Bundesrat Didier Burkhalter besuchte den Goldauer Umzug. (Bild: Laura Vercellone/Neue SZ)

720 Jahre zählt die Schweizer Eidgenossenschaft. Für das Organisationskomitee der Goldauer Fasnacht ist dies ein Grund zum Feiern. Unter dem Motto «Idée Suisse – Carnevale Helvetico» blieb man dem Vaterland treu und widmete den gestrigen grossen Fasnachtsumzug dem typisch Schweizerischen. Schon vor Umzugsbeginn haben die Mitglieder der Trachtenvereinigung Arth-Goldau mit ihren Tänzen den Besuchern das schweizerische Brauchtum nähergebracht. Und einzelne Mundartsänger bemühten sich, diese auf den Strassen zum Mitsingen zu animieren.

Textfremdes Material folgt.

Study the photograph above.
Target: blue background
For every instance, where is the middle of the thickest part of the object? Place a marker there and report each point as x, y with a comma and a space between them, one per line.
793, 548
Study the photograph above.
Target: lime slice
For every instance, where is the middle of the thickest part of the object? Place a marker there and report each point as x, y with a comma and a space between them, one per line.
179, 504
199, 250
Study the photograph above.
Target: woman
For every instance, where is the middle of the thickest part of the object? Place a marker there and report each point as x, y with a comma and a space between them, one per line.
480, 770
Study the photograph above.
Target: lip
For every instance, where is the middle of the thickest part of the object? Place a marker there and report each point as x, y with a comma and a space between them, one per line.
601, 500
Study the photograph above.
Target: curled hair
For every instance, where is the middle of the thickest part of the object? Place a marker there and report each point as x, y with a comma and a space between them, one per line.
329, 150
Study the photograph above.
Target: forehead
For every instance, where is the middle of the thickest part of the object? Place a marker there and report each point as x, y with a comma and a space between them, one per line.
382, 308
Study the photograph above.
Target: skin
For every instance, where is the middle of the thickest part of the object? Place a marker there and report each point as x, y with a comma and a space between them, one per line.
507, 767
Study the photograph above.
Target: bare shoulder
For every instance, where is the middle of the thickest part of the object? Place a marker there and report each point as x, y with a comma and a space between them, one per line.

Da dieser runde Geburtstag der Schweiz wohl nirgendwo anders gefeiert wird, war sogar hoher Besuch aus Bern an der Goldauer Fasnacht zugegen. Begleitet von Sandro Forni, Präsident des Goldauer Fasnachtskomitees, fuhren die sieben Bundesräte samt altem Postauto durch die Menge und liessen es sich auch nicht entgehen, den Zuschauern persönlich die Hand zu reichen. Zwar kein Bundesrat mehr – aber dennoch mit dabei – war auch Christoph Blocher.

"Wildheuer vom Bigstei". (Bild: Laura Vercellone/Neue SZ)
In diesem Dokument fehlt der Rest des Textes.